Finding What Matters: Recommender Systems for Identifying Safety-Critical Flight Patterns
When a serious aviation safety incident occurs, the stakes are high—the lives and trust of the passenger community are on the line. As the FAA and airlines recover from these incidents, one of the hardest questions to answer quickly is whether the event was an isolated anomaly or part of a larger systemic risk requiring immediate action. To address this question, industry and government safety analysts often use manual, rule-based approaches to determine if there is a larger systemic risk. While effective, this approach is slow, costly, and poorly suited to uncovering systemic issues or complex hazards not linked to known incidents.
To address the inefficiencies and costliness of the process, MITRE developed an analysis tool that combines a Flight Foundation AI Model with recommender system technology to identify similar portions or segments of flights. The MITRE developed model generates shared representations, or embeddings, of flight segments that can support a variety of tasks such as anomaly detection and classification. In this project, the model serves as the foundation for an aviation recommender system—AI tools designed to help users discover content they are likely to find relevant (e.g. movies, products, music).
In MITRE’s application, the recommender system helps safety analysts quickly find flights that are likely to be relevant to their investigation. Just as songs belong to albums by specific artists within a genre, flights operate within fleets under distinct airline procedures and FAA regulations.
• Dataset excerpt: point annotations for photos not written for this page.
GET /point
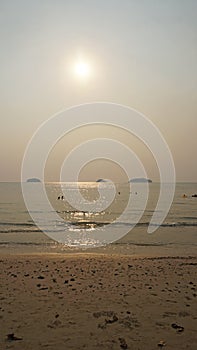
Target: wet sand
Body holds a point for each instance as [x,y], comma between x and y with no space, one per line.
[97,301]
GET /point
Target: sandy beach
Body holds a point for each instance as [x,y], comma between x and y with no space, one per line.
[97,301]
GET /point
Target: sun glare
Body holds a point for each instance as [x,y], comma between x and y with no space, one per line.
[82,69]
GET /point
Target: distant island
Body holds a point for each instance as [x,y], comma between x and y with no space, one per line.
[140,180]
[33,179]
[102,180]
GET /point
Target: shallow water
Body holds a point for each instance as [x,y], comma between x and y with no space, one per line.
[80,227]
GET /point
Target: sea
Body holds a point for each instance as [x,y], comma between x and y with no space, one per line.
[64,218]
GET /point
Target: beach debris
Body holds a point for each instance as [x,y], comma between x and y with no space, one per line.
[112,319]
[178,328]
[40,277]
[12,337]
[123,343]
[161,343]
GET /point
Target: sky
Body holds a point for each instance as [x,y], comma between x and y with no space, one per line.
[141,53]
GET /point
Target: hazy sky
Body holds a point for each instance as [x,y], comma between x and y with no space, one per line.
[143,54]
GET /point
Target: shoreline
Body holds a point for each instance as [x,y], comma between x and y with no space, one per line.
[98,301]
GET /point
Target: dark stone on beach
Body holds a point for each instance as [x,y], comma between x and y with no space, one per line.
[177,327]
[161,344]
[123,343]
[12,337]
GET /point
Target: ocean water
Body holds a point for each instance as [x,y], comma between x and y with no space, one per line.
[19,233]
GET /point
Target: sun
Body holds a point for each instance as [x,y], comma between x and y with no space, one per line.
[82,69]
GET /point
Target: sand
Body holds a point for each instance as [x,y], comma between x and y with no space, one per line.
[97,301]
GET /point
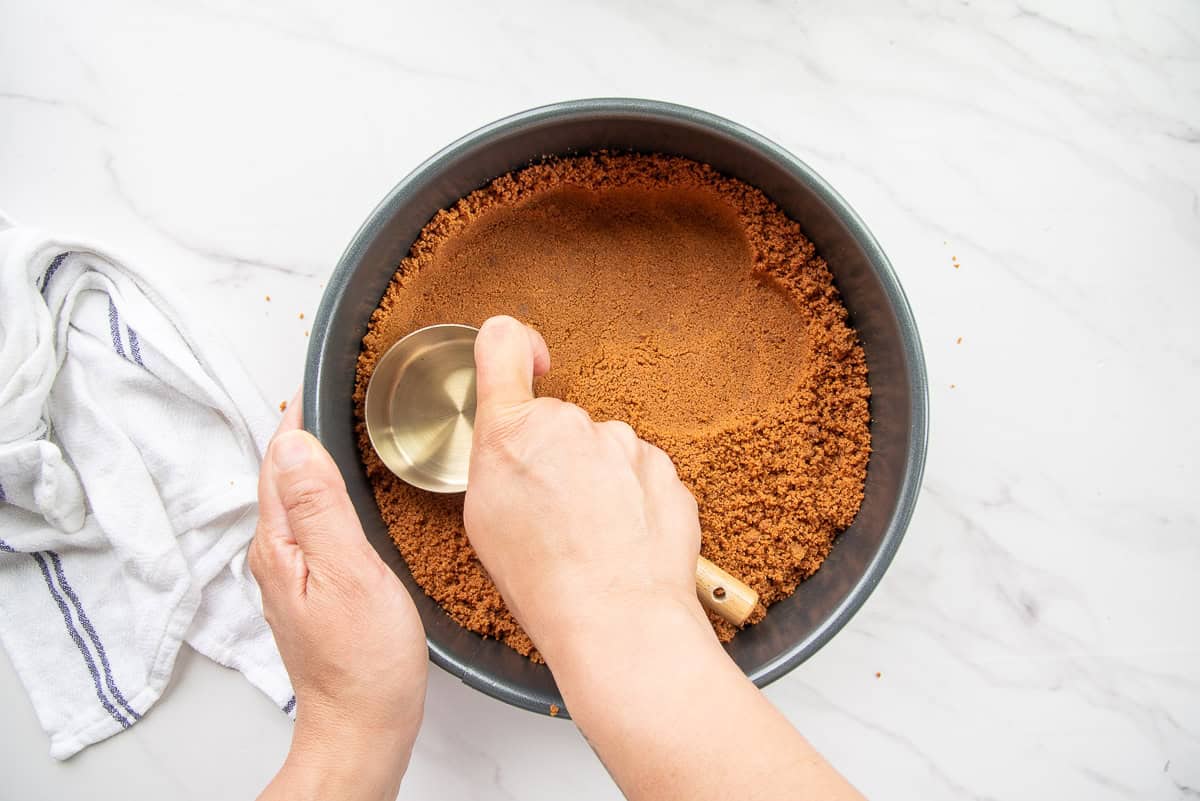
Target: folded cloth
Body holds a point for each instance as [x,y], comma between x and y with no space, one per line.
[129,463]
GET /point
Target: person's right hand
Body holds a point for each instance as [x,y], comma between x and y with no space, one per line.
[579,523]
[593,541]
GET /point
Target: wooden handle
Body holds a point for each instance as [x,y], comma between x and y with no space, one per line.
[724,595]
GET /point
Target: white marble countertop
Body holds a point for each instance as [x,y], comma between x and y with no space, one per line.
[1037,634]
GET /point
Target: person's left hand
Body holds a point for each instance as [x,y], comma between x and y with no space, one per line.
[347,630]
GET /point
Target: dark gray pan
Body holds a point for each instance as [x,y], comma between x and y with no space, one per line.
[796,627]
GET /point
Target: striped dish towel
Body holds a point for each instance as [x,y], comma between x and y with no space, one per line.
[129,464]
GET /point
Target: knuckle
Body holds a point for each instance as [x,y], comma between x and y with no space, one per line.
[306,499]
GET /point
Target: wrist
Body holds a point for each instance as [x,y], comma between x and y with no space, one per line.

These procedures and regulations provide operational context and shape the behavior seen in flight data, much like how an artist’s style and musical influences shape their music. By selecting an example flight segment, such as a missed approach or an unusual turn, this unique MITRE-developed technology can quickly identify similar flights across massive datasets of multivariate time-series data. This means analysts can quickly determine if an issue is systemic, or just a one-off.
One advantage of MITRE’s design is that analysts can use the tool to select the portion of a flight leading up to a known safety event as the exemplar. It shows them if similar flights resulted in an incident or not. This information provides analysts knowledge of increasing risk in the national airspace and provides air traffic controllers and airlines time to mitigate them prior to an incident. Over time, this capability can also help analysts identify contributing factors and distinguish between patterns that lead to safety events and those that do not.
As aviation safety enters a new era powered by AI, tools like MITRE’s recommender system are helping to build a safer and more resilient national airspace. This technology supports a shift toward proactive and data-driven safety, making it possible to identify and address risks before they lead to incidents. While initially developed for aviation, the underlying approach has broad potential for any domain that relies on time series or trajectory data. From border security to automobile traffic analysis, operators, manufacturers, and government agencies can all benefit from faster insights and earlier detection of emerging issues.